Related Work & Insights¶
| Method | Characteristics | Limitations |
|---|---|---|
| CLAP | Audio-text contrastive learning | Suited for sound-effect matching, not speech-content retrieval |
| SpeechDPR | Text-free training for speech retrieval | Data scarcity leads to poor performance (R@20 only 19.94) |
| Whisper+BGE | ASR-cascaded text retrieval | Dependent on ASR quality; error propagation; weak Chinese support |
| CLSR | VQ bridging + joint training | E2E achieves pipeline-level performance; WER and retrieval jointly optimized |
The text-like representation idea is transferable to other cross-modal retrieval tasks (e.g., translating video representations into the text space for video-text retrieval). The CIF + VQ combination can serve as a general-purpose speech-to-discrete-token frontend, replacing conventional discretization schemes. The long-form audio RAG framework can be integrated with streaming ASR to enable real-time meeting question answering systems.
Rating¶
- Novelty: ⭐⭐⭐⭐ (First introduction of RAG into SQA; text-like representation bridging approach is novel)

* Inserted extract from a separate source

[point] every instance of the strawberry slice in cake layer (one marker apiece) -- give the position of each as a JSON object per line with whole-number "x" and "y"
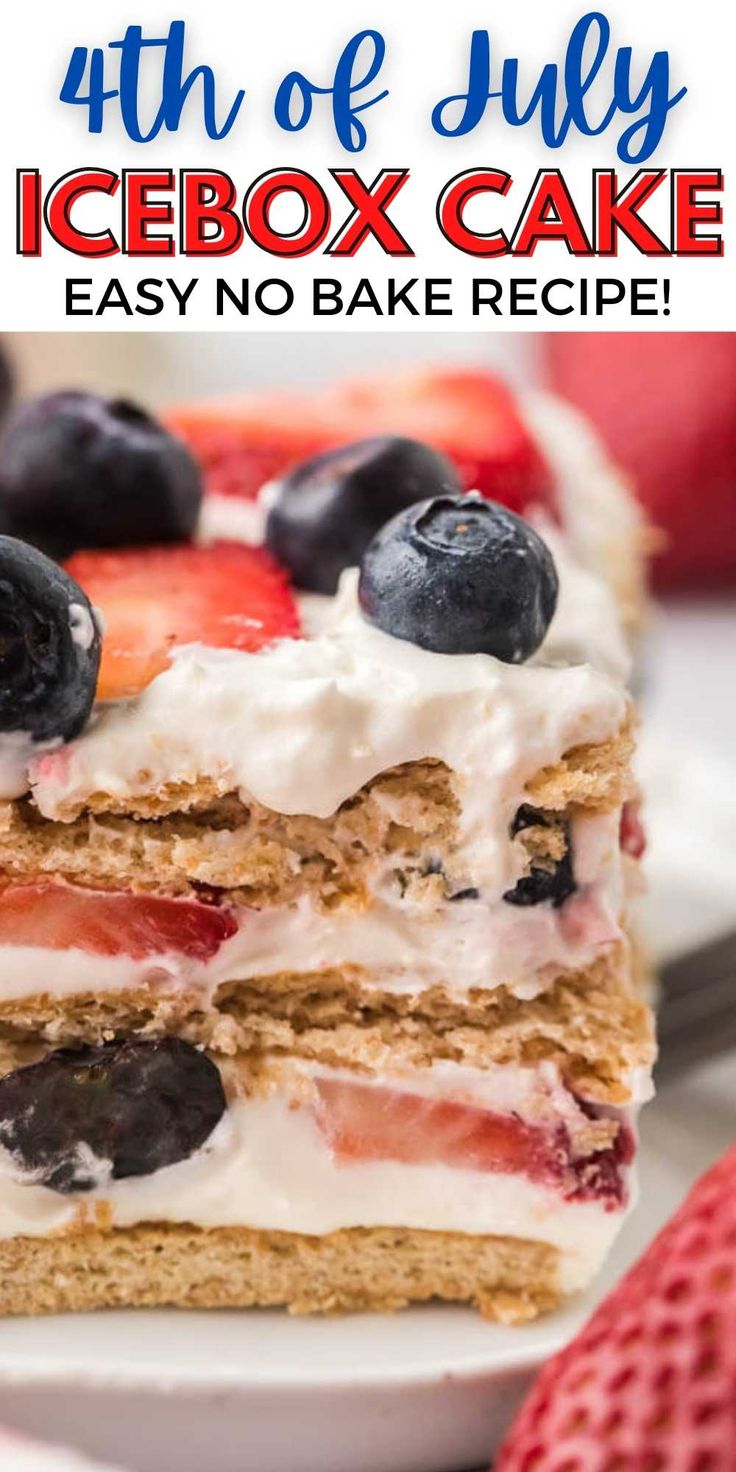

- Experimental Thoroughness: ⭐⭐⭐⭐ (Four datasets + ablations + long-form audio validation, though the long-form experiment scale is limited)
- Writing Quality: ⭐⭐⭐⭐ (Clear structure, complete formulations, well-supported by figures)
- Value: ⭐⭐⭐⭐ (Provides a practical framework for long-form SQA; 10× inference speedup has strong application potential)